Perdiendo todo

Pov Oliver

Hace siete años, cuando estaba en Lian Yu creía que eso era el infierno. Estaba equivocado. Lo que estaba viviendo ahora, lo que Ra s me había dejado: esto era el infierno, no solo era mi vida la que estaba en juego, eran las vidas de las personas que de verdad me importaban, los que estuvieron dispuestos a quedarse, sin garantías de que pudiésemos volver a casa al terminar cada una de nuestras misiones. Si sólo hubiera sido yo el que estaba en riesgo, esto habría sido mucho más fácil de resolver, pero la Liga y Lance habían logrado acorralarme completamente. Cada persona que me había demostrado su lealtad, estaba en una inmediata línea de fuego.

Roy era la prueba de esto. No me di cuenta en qué momento se convirtió en un hombre dispuesto a defender a los suyos. Y yo estaba entre ellos. Siempre me preocupé por cuidar a los que me rodeaban, no me di cuenta de que los que me rodeaban también querían lo mismo para mí. La visión de él con un traje de prisión no dejaba de perseguirme...una parte de mi siempre lo vería como el chico de capucha roja irritado por tener que golpear tazones de agua. Por un minuto entendí a Felicity. Ella siempre veía lo bueno de mí, intentando mostrarme que las cosas malas que había hecho, que la oscuridad que me había rodeado era superada por las vidas que había protegido como Arrow. Roy estaba viviendo la misma encrucijada: el peso en su conciencia por haber matado al policía no lo dejaba apreciar la labor que realizaba peleando cada día por Starling City. Para él, la única manera de pagar por ese crimen era intercambiando su vida y su libertad por la mía. Sentía que era su turno de salvarme.

Sin una vida como Oliver y cómo Arrow ¿Quién era yo? ¿Que quedaba? Sabía que Dig y Felicity querían ayudarme, Dios, hasta Ray quería ayudarme, pero no era fácil. Cuando recién comenzó todo, creía que podría lograr proteger a la ciudad sólo. Ahora sentía que debía pelear con una mano atada en mi espalda. Peor aún, estaba impotente ante todo el caos que me rodeaba. Lance había encontrado la guarida, pero para mi sorpresa, Felicity se había encargado de que las únicas huellas que encontraran fuesen las de Roy. "No podíamos perderlos a los dos", fue su respuesta cuando la encaré por ello, Y cómo si no tuviera suficientes problemas, un meta humano atacó la ciudad, complicando aún más mis planes para sacar a Roy de la cárcel. No le quedaba tiempo, ya había sufrido un primer ataque. Era un peleador capaz, pero si consideramos que la mayoría de la población carcelaria fue puesta ahí por nosotros, necesitábamos sacarlo lo antes posible.

Finalmente, gracias a "la inteligencia de Palmer y mi intuición", pudimos resolver el problema de la meta humano. Ray se dio cuenta de que para pelear, hacía falta corazón. Yo, me di cuenta de que el corazón que motivaba a Palmer, era el mismo que me motivaba a mí, Ella nos daba la fuerza que nos convertía en héroes. Aunque intentara buscar excusas para que el tipo no me agradara, no podía encontrarlas. Era un buen hombre. Admiraba su deseo de proteger la ciudad, pero aún tenía un largo camino que recorrer. Esperaba, sobre todo por Felicity, que Ray pudiera llevar a cabo sus planes sin perder su vida en el camino.

Cuando regresé a casa...Thea estaba con Lance. Habían apuñalado a Roy en la cárcel... mi amigo estaba muerto.

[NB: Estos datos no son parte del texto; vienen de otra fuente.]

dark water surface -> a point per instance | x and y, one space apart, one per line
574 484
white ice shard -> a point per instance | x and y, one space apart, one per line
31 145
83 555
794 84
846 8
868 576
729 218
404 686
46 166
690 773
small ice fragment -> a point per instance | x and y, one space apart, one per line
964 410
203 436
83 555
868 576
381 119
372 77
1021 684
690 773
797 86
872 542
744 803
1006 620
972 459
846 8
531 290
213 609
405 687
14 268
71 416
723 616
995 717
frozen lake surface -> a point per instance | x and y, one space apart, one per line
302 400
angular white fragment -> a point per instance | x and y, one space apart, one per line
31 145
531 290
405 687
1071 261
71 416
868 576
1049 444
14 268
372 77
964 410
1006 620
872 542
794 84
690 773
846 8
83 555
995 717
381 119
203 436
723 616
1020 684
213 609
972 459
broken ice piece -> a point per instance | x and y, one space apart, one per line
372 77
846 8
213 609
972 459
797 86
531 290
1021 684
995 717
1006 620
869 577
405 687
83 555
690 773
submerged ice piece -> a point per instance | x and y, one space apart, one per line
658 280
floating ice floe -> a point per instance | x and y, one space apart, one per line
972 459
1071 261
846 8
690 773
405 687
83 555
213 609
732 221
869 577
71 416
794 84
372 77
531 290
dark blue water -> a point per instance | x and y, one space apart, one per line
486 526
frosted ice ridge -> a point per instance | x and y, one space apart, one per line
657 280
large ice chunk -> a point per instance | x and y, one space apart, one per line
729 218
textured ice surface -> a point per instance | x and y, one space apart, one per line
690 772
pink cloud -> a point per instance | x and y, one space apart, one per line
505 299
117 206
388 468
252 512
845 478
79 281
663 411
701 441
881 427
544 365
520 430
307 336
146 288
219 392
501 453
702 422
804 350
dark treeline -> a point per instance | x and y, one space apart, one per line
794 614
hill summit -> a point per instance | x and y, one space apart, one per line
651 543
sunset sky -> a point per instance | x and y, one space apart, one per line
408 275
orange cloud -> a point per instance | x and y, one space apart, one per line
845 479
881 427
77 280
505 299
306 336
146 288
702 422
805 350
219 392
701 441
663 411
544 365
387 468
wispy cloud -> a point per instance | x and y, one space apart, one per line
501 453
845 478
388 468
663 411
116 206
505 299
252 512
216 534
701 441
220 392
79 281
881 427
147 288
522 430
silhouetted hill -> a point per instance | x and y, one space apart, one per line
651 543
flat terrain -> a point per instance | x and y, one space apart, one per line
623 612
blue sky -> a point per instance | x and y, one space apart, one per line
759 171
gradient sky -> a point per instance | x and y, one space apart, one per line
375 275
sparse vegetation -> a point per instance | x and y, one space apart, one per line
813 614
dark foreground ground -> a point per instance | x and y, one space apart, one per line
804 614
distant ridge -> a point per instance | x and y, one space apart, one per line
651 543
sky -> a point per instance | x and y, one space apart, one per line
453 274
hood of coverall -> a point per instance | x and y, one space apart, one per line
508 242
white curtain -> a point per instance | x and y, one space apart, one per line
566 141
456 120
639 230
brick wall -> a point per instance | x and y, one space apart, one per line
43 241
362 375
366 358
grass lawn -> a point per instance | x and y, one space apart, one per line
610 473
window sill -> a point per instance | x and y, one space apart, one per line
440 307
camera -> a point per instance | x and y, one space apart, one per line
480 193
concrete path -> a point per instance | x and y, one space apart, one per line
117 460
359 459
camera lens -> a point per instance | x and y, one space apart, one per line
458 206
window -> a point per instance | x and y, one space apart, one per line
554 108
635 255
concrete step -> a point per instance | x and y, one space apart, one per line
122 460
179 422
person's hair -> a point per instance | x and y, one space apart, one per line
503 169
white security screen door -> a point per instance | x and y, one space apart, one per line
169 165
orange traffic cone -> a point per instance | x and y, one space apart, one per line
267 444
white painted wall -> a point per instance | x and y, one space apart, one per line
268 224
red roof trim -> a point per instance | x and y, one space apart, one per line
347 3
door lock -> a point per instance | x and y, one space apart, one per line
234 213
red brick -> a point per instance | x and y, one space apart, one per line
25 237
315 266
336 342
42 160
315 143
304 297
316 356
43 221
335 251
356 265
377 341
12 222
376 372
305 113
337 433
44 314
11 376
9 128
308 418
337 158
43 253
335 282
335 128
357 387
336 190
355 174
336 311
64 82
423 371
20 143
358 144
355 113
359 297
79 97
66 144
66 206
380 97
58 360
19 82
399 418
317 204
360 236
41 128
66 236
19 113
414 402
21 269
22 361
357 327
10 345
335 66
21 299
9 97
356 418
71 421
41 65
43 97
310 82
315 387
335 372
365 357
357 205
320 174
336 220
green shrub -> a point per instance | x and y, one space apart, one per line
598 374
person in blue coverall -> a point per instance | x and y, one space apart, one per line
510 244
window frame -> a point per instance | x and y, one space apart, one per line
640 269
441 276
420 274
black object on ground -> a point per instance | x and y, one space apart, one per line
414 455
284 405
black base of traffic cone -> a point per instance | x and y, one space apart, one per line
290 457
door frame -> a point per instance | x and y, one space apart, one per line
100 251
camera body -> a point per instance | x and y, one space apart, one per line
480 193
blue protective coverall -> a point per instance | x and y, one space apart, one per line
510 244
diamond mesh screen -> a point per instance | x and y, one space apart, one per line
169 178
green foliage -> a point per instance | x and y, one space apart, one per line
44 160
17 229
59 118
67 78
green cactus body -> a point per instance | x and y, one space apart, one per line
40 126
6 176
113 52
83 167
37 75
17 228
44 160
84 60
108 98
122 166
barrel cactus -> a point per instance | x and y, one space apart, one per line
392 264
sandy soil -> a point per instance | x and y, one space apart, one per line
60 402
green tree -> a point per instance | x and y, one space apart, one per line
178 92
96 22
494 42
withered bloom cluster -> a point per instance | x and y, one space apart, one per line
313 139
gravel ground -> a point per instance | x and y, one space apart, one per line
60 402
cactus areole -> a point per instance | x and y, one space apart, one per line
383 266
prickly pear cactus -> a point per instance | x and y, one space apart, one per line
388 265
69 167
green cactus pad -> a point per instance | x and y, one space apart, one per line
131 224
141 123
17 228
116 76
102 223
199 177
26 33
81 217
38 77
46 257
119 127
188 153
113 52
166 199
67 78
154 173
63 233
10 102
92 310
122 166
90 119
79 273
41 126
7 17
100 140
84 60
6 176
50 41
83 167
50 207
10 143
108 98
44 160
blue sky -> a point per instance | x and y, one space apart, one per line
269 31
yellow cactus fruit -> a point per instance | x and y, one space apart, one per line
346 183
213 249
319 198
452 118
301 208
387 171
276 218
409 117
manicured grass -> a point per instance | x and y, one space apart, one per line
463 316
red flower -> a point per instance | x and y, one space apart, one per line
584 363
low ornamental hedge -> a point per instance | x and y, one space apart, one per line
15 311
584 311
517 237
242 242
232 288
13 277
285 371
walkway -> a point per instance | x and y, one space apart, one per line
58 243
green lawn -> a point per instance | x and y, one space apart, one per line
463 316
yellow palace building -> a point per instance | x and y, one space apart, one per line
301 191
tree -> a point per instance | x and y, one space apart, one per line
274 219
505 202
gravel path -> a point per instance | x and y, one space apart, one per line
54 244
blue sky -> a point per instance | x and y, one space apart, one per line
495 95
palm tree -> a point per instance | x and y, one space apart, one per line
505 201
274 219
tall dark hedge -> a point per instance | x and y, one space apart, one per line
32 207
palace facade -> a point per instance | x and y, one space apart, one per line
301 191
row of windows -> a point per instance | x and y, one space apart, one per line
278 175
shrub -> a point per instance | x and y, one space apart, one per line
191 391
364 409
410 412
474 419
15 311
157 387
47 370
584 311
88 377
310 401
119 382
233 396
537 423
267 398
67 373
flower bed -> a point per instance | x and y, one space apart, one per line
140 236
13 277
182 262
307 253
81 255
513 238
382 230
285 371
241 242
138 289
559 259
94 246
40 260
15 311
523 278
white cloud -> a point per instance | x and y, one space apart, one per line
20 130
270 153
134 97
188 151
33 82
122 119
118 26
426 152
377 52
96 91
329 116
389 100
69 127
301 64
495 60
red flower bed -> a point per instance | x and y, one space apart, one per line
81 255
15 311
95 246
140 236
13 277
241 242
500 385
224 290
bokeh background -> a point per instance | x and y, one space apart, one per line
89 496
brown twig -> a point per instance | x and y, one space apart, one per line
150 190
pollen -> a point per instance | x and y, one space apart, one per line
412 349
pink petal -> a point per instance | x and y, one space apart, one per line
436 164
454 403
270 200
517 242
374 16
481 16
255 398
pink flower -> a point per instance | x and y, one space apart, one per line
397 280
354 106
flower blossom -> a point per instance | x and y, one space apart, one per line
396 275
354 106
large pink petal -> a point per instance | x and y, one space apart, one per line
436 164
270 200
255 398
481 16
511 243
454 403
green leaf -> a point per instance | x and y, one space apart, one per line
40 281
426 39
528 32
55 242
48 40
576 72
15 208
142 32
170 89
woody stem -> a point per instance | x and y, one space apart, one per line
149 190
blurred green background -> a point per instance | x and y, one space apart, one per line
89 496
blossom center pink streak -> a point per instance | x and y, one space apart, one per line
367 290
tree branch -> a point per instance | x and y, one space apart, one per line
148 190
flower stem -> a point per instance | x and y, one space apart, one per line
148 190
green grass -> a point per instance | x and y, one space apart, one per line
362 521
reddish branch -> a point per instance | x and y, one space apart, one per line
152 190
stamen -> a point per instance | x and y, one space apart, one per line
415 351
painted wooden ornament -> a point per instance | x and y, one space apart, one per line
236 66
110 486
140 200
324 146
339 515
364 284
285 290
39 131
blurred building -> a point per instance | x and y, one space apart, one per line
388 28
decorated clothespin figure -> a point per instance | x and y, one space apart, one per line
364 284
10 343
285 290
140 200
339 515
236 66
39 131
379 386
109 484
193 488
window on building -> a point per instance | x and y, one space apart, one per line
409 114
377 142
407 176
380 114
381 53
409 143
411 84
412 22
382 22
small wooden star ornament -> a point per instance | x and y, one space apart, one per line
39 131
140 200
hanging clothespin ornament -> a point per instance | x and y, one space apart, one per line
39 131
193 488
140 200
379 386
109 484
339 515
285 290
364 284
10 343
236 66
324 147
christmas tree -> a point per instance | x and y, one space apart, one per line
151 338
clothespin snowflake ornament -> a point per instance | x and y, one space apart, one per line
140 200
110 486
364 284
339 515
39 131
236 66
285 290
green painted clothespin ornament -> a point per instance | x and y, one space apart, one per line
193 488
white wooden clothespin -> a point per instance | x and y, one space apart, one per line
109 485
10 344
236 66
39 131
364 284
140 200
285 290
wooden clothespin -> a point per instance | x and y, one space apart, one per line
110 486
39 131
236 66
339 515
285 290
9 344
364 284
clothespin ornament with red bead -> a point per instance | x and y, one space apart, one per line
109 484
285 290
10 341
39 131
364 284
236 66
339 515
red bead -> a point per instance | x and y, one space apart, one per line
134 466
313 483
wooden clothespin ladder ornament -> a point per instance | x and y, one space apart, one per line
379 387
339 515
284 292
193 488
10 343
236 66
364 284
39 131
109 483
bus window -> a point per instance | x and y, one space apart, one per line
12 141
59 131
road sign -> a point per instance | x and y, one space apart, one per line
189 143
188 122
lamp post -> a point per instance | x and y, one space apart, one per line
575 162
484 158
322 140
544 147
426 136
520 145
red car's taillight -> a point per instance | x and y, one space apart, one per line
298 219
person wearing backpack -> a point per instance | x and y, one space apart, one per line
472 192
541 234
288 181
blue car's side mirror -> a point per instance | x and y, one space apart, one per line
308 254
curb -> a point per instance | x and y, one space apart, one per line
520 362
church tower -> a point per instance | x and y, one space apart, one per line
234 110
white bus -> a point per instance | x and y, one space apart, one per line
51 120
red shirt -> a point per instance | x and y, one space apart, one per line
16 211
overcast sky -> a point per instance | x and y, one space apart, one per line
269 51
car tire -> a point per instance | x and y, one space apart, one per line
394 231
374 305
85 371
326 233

Ni siquiera fui capaz de quedarme con mi hermana. Salí de ahí, y sin darme cuenta llegué a lo que quedaba de la guarida. No podía pensar, no podía sentir más que culpabilidad. Le había robado su vida a Roy, tal como paso con Tomy, Sara, mi madre, Shado. Me di cuenta de que había alguien más conmigo. No necesitaba voltear para saber quiénes eran.

-No debí escucharlos. Podría haber sido capaz de salvar a Roy, pero me sentiría mejor ahora mismo si lo hubiera intentado-

-Lo sabemos Oliver-dijo Dig. También sabemos que puede que nunca nos perdones.

-Tomo mis propias decisiones John. Tomé esta

-no quiere decir que nos perdones por eso-dijo Felicity. Quiere decir perdonarnos por esto...

Roy, Roy estaba ahí, VIVO

-¡¿Cómo?!

-No te enfades con ellos. Fue idea mía

Roy, Felicity y Dig lo habían planeado todo. Si Arrow moría en la cárcel, Oliver Queen era inocente. Y si Roy Harper era Arrow...debía continuar estando muerto.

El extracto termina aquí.